CodeFights: Dijkstra's Algorithm implementation

Question

Considering this code fight problem:

Consider a big city located on n islands. There are bridges connecting the islands, but they all have only one-way traffic. To make matters worse, most of the bridges are closed at night, so there is at most one bridge with traffic going from any island A to any other island B.

There is a programmer who turns a penny by working nights as an Uber driver. One night his phone dies right after he picks up a rider going from island 0 to island (n - 1). He has the map of the city bridges in his laptop though (stored as a matrix of distances), so he decides to implement an algorithm that calculates the shortest path between those two islands and evaluate the cost based on the distance of the path. Assume that each mile of the trip is 1$.

I have decided to implement Dijkstra's algorithm to solve it:

def nightRoute(city):
    visited = [];
    visited.append(0);
    distance = [];
    for x in range(0, len(city)):
        distance.append(float("inf"));
    distance[0] = 0;

    while(len(visited) != len(city)):
        for i in visited:
            print visited;
            min = float("inf");
            minNode = -1;
            for j in range(0, len(city)):
                if ( j not in visited and city[i][j] != -1):
            if distance[j] > distance[i] + city[i][j]:
            distance[j] = distance[i] + city[i][j]
                    if distance[i] + city[i][j] <= min:
                        min = distance[i] + city[i][j];
                        minNode = j
            if(min != float("inf") and minNode != -1):
                visited.append(minNode);
    return distance[len(city)-1];

However when I run the code, it only passes 6/7 test cases (the last 3 test cases are hidden to me so i don't know what the inputs are).

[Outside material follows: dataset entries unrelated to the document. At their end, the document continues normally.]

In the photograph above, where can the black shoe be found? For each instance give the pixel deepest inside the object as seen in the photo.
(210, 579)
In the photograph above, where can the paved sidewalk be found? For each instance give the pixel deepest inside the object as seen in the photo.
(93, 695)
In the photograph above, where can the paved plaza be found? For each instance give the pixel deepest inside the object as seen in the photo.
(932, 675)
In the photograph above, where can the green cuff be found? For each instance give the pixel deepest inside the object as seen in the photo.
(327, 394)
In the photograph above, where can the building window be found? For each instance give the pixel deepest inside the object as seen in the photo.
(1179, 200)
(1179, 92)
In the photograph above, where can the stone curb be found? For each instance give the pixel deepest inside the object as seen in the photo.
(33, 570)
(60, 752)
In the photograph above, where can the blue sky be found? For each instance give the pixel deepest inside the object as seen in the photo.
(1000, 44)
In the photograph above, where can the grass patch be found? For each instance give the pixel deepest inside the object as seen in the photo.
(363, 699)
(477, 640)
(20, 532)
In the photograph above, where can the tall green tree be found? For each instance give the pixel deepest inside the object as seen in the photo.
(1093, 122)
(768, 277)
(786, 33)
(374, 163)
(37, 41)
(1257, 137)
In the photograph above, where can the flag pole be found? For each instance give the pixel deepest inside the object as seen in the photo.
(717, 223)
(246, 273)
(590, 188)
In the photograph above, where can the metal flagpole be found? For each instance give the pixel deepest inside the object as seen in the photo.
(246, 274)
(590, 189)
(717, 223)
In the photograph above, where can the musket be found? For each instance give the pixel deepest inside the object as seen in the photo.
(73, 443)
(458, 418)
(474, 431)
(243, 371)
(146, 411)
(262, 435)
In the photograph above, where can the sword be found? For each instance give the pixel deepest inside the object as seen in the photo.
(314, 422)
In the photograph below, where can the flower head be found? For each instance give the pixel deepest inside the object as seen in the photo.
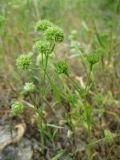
(24, 62)
(73, 99)
(29, 87)
(108, 136)
(61, 67)
(54, 34)
(93, 58)
(43, 25)
(43, 47)
(17, 107)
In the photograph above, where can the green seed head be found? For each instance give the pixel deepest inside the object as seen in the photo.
(108, 136)
(24, 62)
(29, 87)
(73, 35)
(93, 58)
(43, 25)
(61, 67)
(43, 47)
(54, 34)
(17, 107)
(73, 99)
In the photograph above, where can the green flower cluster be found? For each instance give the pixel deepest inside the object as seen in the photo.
(43, 47)
(29, 87)
(24, 62)
(108, 136)
(61, 67)
(43, 25)
(54, 34)
(17, 107)
(93, 58)
(73, 99)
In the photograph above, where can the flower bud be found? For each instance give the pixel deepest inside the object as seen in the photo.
(17, 107)
(73, 99)
(42, 25)
(93, 58)
(108, 136)
(29, 87)
(43, 47)
(54, 34)
(24, 62)
(61, 67)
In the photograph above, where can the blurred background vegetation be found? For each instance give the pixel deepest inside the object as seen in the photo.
(17, 20)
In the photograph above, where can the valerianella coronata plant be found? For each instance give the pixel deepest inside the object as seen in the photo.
(24, 62)
(61, 67)
(43, 47)
(29, 87)
(54, 34)
(17, 107)
(93, 58)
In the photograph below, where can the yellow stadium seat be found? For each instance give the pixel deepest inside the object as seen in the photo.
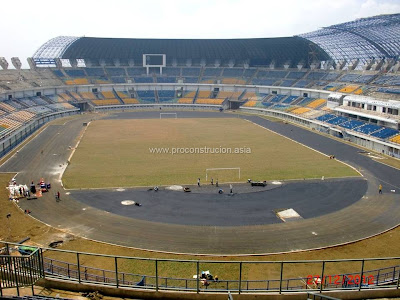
(185, 100)
(203, 94)
(209, 101)
(316, 103)
(122, 95)
(88, 96)
(130, 100)
(250, 103)
(106, 102)
(349, 88)
(396, 139)
(190, 94)
(108, 95)
(300, 110)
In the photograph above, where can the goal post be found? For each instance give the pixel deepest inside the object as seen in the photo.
(220, 170)
(171, 114)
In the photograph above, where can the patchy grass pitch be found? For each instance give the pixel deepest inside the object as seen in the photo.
(116, 153)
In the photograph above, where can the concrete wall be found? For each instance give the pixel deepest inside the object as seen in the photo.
(180, 295)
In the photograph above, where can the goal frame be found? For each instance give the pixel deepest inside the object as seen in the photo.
(176, 115)
(215, 169)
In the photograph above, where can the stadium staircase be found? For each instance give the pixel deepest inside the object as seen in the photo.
(252, 77)
(118, 97)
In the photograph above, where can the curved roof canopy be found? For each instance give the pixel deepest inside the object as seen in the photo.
(254, 52)
(364, 39)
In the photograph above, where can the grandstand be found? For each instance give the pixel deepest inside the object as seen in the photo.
(352, 95)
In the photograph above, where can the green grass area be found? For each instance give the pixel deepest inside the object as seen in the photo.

Can anyone tell me what is wrong with my implementation of dijkstra's? Am i missing something in how dijkstras work?

Answer 1

You should find the visited node contains the minimum key (distance) in each iteration, instead of trying all visited nodes. Although the relaxation is still safe, you may put some of the nodes not having the optimal key to the visited set, hence compromises the result.

Furthermore, although I don't think this will change the result, it would be better to avoid comparing two float numbers using == or != .